Una prospettiva sull’animo umano su cui Khaneman è tornato spesso. Raccontando altri episodi della sua vita, in particolare della sua infanzia a Parigi. Durante la Seconda Guerra Mondiale, dopo l’occupazione della città da parte della Germania nazista nel 1940, fu costretto a indossare la stella gialla. Una notte del 1941 o del ’42 il piccolo Daniel rimase fuori oltre il coprifuoco delle 18.00 imposto dai nazisti agli ebrei. Era andato a trovare un amico cristiano, ricorderà in una testimonianza. Per tornare a casa rigirò il maglione in modo da nascondere la stella. Sulla strada però fu notato da un soldato delle SS. “Mii fece cenno di avvicinarmi, mi prese in braccio e mi abbracciò. Ero terrorizzato che notasse la stella nel mio maglione. Mi parlava con grande emozione, in tedesco. Quando mi mise a terra, aprì il portafoglio, mi mostrò la foto di un bambino e mi diede dei soldi. Tornai a casa più sicuro che mai che mia madre avesse ragione: le persone erano infinitamente complicate e interessanti”.
Il padre, arrestato nelle retate di massa degli ebrei francesi, riuscì a sfuggire alla deportazione e con la famiglia si spostò nella Francia ancora non occupata. Per mesi vissero nascosti in un pollaio nella città di Cagnes-sur-Mer, vicino Nizza. Poco prima della Liberazione della Francia, il padre, diabetico, morì a causa della mancanza di medicine. Con la fine della seconda guerra mondiale, i Khaneman si spostarono nella futura Israele, dove Daniel a 15 anni fu indirizzato verso la psicologia.

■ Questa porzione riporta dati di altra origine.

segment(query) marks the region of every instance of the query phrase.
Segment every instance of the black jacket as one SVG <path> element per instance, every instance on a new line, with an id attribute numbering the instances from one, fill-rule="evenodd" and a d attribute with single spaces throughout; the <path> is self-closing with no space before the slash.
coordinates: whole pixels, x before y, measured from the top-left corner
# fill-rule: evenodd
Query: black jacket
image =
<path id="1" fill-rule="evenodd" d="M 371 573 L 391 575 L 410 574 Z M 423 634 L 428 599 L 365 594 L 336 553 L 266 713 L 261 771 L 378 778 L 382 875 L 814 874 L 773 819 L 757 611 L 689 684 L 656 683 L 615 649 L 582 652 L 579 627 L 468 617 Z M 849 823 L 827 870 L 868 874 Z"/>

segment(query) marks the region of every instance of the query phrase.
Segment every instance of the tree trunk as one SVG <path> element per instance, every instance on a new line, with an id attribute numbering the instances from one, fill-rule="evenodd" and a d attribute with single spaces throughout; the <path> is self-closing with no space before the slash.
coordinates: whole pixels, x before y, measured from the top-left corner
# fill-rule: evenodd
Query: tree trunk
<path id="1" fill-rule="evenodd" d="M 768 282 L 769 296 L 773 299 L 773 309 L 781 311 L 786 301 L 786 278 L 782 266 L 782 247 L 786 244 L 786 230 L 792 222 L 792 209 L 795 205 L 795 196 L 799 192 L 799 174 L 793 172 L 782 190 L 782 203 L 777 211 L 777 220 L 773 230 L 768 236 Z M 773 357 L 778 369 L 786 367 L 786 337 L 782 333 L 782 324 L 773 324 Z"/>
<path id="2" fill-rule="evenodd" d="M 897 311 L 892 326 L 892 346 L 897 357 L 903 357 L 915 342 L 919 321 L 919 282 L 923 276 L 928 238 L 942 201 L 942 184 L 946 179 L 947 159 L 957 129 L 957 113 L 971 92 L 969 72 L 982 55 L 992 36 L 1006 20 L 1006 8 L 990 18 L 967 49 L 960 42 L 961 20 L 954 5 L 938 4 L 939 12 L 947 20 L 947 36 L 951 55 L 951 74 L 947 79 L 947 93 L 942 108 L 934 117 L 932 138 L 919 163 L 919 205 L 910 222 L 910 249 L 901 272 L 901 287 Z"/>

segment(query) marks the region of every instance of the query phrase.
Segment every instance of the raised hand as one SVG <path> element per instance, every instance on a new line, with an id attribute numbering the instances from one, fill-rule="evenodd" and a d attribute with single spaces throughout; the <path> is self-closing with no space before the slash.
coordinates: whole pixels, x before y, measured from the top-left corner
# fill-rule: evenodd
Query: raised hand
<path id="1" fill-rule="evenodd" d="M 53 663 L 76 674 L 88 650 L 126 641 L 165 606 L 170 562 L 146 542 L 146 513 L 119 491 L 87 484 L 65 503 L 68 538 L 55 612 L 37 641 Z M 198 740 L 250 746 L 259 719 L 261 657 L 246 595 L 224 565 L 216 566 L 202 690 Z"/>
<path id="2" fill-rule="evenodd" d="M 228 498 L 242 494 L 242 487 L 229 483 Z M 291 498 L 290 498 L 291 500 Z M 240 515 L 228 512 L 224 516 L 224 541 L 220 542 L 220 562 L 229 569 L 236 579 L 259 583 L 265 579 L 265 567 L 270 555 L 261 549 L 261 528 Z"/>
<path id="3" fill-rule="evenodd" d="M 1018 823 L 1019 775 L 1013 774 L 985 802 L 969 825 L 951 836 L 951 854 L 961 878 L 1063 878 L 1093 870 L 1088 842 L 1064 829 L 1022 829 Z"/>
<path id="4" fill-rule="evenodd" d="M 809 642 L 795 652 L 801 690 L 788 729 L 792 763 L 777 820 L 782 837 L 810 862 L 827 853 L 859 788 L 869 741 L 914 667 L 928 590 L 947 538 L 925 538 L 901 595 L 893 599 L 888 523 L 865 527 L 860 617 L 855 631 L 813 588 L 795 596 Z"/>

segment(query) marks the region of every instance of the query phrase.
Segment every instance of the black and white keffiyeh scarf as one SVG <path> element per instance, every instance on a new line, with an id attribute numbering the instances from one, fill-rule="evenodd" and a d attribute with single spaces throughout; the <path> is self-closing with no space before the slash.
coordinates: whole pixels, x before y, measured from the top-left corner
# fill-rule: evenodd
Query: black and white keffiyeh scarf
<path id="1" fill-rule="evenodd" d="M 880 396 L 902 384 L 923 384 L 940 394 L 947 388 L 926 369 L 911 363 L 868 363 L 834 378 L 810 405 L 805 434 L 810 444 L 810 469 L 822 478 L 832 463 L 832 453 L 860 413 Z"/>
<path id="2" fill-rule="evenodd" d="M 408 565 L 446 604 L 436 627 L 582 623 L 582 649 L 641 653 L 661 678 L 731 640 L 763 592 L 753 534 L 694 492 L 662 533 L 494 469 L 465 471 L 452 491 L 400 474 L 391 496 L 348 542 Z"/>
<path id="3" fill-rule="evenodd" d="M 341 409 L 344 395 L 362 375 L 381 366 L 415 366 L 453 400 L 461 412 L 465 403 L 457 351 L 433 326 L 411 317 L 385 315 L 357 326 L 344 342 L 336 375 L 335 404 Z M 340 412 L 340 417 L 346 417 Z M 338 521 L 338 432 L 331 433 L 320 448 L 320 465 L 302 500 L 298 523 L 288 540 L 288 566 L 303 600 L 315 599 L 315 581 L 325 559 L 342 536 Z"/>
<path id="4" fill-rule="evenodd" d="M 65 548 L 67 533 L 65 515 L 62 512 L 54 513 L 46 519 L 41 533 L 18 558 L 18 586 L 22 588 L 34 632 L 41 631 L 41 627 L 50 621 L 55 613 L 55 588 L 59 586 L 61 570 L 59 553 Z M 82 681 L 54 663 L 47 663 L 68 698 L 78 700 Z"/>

Durante le scuole superiori Kahneman conobbe il famoso biochimico e pensatore Yeshayahu Leibowitz. “Il più grande di tutti”, dirà in diverse interviste. Per seguire le sue lezioni all’Università Ebraica “andai anche con 41 di febbre”. Dopo una laurea a Gerusalemme in psicologia e matematica, e il dottorato alla Berkley, è arrivata la docenza all’Università Ebraica e poi il lavoro con Tversky. “Amos e io abbiamo condiviso la meraviglia di possedere insieme una gallina dalle uova d’oro: una mente comune che era migliore delle nostre menti separate”, ha raccontato Kahneman nel suo testo per il Nobel. In un altro volume, “Thinking”, ha aggiunto: “Il piacere di lavorare insieme ci ha reso eccezionalmente pazienti; è molto più facile tendere alla perfezione quando non ci si annoia mai”.